Les vestiges de murs en blocs de grès, de parois recouvertes d’enduits et de sols ornés de mosaïques aux décors géométriques situent l’emprise de bâtiments antiques dont les orientations pourraient suggérer une trame urbaine orthogonale, propre à l’urbanisme romain.

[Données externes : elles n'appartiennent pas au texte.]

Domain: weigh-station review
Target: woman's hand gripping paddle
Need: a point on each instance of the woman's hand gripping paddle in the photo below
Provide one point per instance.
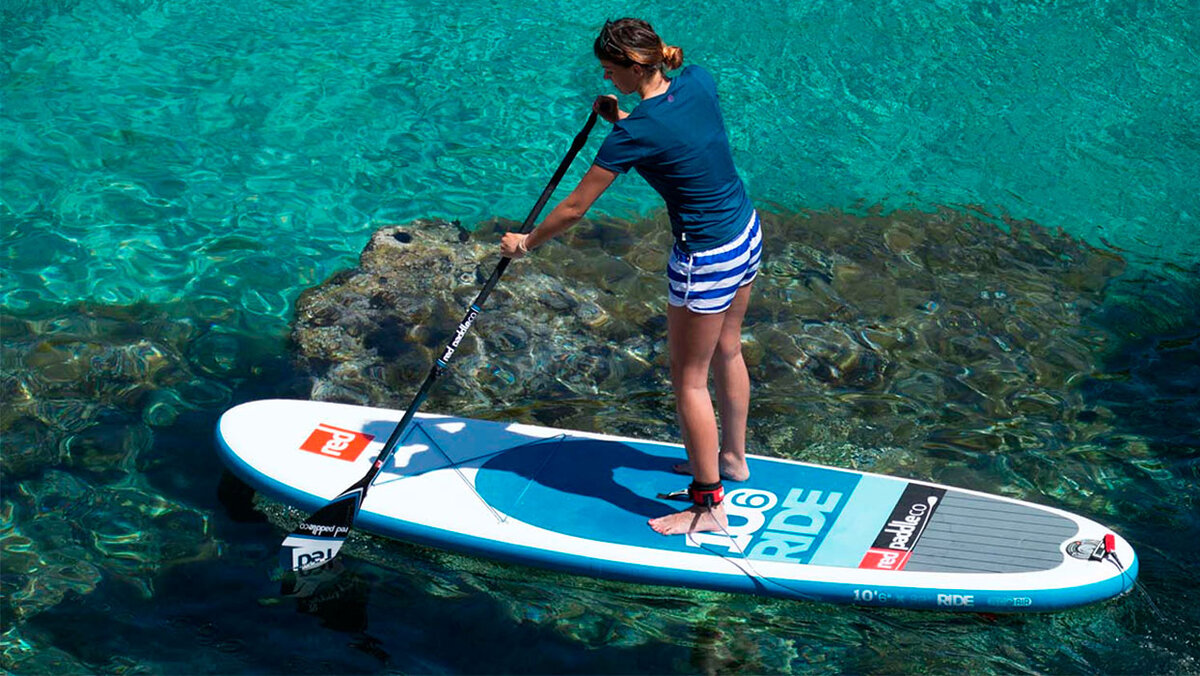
(318, 539)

L'Europe en -60 avant J.-C.

407

Les Goths pénétrent dans la Narbonnaise première, ravagent cette province et passent en Espagne.

436

Menées par leur roi Théodoric, prise de Carcassonne par les Wisigoths, installés en Aquitaine, d’où ils sont chassés 507 par les Francs, et se replient sur l’Espagne en conservant le Bas Languedoc, appelé alors la Septimanie.

439

Le traité de paix qu’il conclut avec l’Empire le laisse possesseur de cette ville, de tout son territoire et de la Novempopulanie, à l’ouest de Toulouse.

440

Clovis assiège la ville défendue par l’envahisseur wisigoth Alaric II et tente de prendre la ville, mais sans succès, elle est bien tenue par les Wisigoths, qui ne la céderont qu’aux Sarrazins à l’époque de l’expansion arabo-musulmane.
La ville est sauvée par les hordes de Théodoric, son beau-père.

Avant le VIe siècle

Carcassonne est évangélisée et les traditions de l’Église nomment saint Hilaire (VIe siècle) comme son 1er évêque.
Le pays est alors sous la domination ds Wisigoths.
Carcassonne est alors entourée de formidables remparts construits d’après les traditions romaines des bas temps.
Les Visigoths, alliés des Romains, ne font que perpétuer les arts de l’Empire.
Après l’expédition de Gontran, roi de Bourgogne, en Narbonnaise en 588, le siège épiscopal est soit érigé, soit restauré, avec, pour territoire, delui de la « Civitas Gallo-romaine« .

Enceinte wisigothe

636

Le Sénat, sur l’avis de Lucius Crassus, décide qu’une colonie romaine soit établie à Narbonne et la lisière des Pyrénées est bientôt munie de postes importants afin de conserver les passages en Espagne et de défendre le cours des rivières.
Les peuples Volces Tectosages n’opposant pas de résistance aux armées romaines, la République accorde aux habitants de Carcassonne, de Lodève, de Nîmes, de Pézenas et de Toulouse la faculté de se gouverner suivant leurs lois et sous leurs magistrats.

VIIIe siècle : 725

Les Sarrazins, conduits par Ambasa, s’emparent de la ville, mais ne l’occuperont pas très longtemps, puisqu’elle est reprise par Pépin le Bref (715-768) dès 759.